Big Data: new features - 8.0

Talend Big Data products Release Notes

Version
8.0
Language
English (United States)
EnrichDitaval
Big Data
Product
Talend Big Data
Talend Big Data Platform
Talend Open Studio for Big Data
Talend Real-Time Big Data Platform
Content
Installation and Upgrade
Release Notes

Feature

Description

Product

Support of Spark Universal You can now run your Spark Jobs using Spark Universal with Spark 2.4.x or Spark 3.0.x, either in Local or Yarn cluster mode.

Spark Universal is a mechanism that allows Talend Studio to be compatible with every big data distribution available for a given Spark version, using only a Hadoop configuration JAR file that contains all the necessary information to establish a connection to the cluster in Yarn cluster.

Spark Universal gives you more agility by enabling a switch between the different Spark modes, distributions or environments.

You can configure your Spark Universal connection either in the Spark configuration view of your Job or in the Hadoop Cluster Connection metadata wizard from the Repository tree view:

Talend Big Data

Talend Big Data Platform

Talend Real-Time Big Data Platform

Support of Kubernetes with Spark Universal 3.1.x You can now run your Spark Jobs using Spark Universal with Spark 3.1.x in Kubernetes mode.
You can configure your Spark Universal connection with Kubernetes either in the Spark configuration view of your Job or in the Hadoop Cluster Connection metadata wizard from the Repository tree view:

Talend Big Data

Talend Big Data Platform

Talend Real-Time Big Data Platform

Support of Dynamic Schema in Spark Batch components You can now use the Dynamic Schema in your Spark Jobs with the following components:
  • tDeltaLakeInput
  • tDeltaLakeOutput
  • tFileInputParquet
  • tFileOutputParquet
  • tJDBCInput
  • tJDBCOutput
  • tLogRow
  • tSqlRow

Talend Big Data

Talend Big Data Platform

Talend Real-Time Big Data Platform

Support of new distributions

Delivered in 7.3 monthly releases

You can use the following distributions for your Spark Jobs:
  • Microsoft HD Insight 4.0 with Spark 2.4 (delivered in 7.3 R2020-06 monthly release)
  • CDP Private Cloud Base 7.1 with Spark 2.4 (delivered in 7.3 R2020-06 monthly release)
  • Databricks 7.3 LTS with Spark 3.0 (delivered in 7.3 R2021-02 monthly release)
  • CDP Public Cloud Data Hub (delivered in 7.3 R2021-03 monthly release)
  • AWS EMR 6.2 with Spark 3.0 (delivered in 7.3 R2021-05 monthly release)
  • Azure Synapse with Spark 3.0 (delivered in 7.3 R2021-08 monthly release)

Talend Big Data

Talend Big Data Platform

Talend Real-Time Big Data Platform

Support of Spark 3.0 in local mode for Spark Jobs

Delivered in 7.3 R2021-02 monthly release

Talend now supports Spark 3.0 in local mode when running Spark Jobs in Talend Studio.
Note: The following elements do not support Spark 3.0 in local mode:
  • ADLS Gen2
  • tCassandraInput and tCassandraOutput
  • tElasticSearchInput and tElasticSearchOutput

Talend Big Data

Talend Big Data Platform

Talend Real-Time Big Data Platform

Support of Knox for CDP Public Cloud Data Hub on AWS

Delivered in 7.3 R2021-06 monthly release

When you use a CDP Public Cloud Data Hub instance on AWS with CDP 7.1 and onwards in YARN cluster and HDFS modes, you can now authenticate using Knox either in the Spark configuration view of your Spark Jobs or in the Hadoop Cluster Connection metadata wizard from the Repository tree view.
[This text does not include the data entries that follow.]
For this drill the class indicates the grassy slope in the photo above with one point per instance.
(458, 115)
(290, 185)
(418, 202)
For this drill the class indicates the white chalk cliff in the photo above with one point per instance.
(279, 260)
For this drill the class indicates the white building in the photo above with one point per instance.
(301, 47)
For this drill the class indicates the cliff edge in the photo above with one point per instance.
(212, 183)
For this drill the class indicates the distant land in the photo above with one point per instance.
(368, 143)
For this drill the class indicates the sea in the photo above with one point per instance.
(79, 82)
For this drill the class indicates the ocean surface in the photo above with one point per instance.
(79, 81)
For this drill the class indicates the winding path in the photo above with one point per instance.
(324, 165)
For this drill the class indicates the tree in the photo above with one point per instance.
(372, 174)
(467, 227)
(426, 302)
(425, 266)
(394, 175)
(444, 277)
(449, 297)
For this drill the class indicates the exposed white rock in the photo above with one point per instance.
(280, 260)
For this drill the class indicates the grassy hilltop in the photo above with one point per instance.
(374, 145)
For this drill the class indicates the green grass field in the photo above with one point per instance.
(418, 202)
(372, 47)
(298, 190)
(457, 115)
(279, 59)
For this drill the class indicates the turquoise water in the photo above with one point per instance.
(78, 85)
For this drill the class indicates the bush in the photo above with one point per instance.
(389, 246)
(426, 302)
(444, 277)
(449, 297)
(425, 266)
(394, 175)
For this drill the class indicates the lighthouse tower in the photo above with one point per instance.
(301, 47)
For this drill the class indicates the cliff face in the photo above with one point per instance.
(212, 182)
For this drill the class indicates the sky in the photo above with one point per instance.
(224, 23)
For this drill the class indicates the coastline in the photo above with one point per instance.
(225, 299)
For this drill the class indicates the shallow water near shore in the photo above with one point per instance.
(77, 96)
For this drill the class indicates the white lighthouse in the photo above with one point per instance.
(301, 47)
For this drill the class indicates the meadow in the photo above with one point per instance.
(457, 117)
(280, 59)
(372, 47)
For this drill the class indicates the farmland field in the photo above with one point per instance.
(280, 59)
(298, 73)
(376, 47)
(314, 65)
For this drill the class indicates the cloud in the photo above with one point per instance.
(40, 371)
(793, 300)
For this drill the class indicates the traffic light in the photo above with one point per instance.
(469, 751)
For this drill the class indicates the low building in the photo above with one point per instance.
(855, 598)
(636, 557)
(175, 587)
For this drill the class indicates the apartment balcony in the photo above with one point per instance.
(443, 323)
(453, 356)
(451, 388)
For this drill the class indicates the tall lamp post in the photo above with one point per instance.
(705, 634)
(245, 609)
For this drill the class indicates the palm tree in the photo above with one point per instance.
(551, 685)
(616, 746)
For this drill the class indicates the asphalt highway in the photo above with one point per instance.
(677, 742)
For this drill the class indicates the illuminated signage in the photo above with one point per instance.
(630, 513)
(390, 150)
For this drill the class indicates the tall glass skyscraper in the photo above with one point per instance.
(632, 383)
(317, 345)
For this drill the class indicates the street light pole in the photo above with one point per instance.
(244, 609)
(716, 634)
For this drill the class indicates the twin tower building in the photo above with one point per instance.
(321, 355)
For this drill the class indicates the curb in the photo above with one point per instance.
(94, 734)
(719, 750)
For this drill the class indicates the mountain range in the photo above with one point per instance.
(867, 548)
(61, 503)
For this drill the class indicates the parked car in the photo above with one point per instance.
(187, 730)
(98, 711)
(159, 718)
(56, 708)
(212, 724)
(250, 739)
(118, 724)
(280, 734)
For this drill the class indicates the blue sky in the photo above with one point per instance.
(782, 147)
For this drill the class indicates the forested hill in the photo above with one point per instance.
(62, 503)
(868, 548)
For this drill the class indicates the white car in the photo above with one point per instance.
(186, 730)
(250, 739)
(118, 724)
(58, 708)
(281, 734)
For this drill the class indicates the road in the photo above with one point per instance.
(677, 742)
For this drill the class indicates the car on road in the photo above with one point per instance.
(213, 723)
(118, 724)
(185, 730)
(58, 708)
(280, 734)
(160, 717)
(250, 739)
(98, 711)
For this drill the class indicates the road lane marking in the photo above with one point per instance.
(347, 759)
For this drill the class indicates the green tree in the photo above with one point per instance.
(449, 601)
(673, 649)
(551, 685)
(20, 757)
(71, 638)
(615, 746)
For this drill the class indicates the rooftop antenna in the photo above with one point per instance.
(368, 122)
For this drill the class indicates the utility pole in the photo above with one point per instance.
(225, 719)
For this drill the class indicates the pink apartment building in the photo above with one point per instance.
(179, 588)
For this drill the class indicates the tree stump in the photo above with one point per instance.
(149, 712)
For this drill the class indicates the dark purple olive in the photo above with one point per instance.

Knox allows you to provide a single point of authentication only using SSO.

Talend Big Data

Talend Big Data Platform

Talend Real-Time Big Data Platform

Support of Hive Warehouse Connector with Cloudera CDP 7.1.x

Delivered in 7.3 R2021-10 monthly release

You can now use the Hive Warehouse Connector to get data from and write data to Hive transactional managed tables in Spark Batch Jobs with the following new components:

  • tHiveWarehouseConfiguration: enables the reuse of the Hive Warehouse Connector connection configuration to Hive in the same Job.
  • tHiveWarehouseInput: extracts data from Hive and sends the data to the component that follows using Hive Warehouse Connector.
  • tHiveWarehouseOutput: connects to a given Hive database and writes the received data into a given Hive table or a directory in HDFS using Hive Warehouse Connector.

With Hive Warehouse Connector, Talend Studio supports Hive transactional managed tables which allows you to have a more optimal transaction control over your data.

Talend Big Data

Talend Big Data Platform

Talend Real-Time Big Data Platform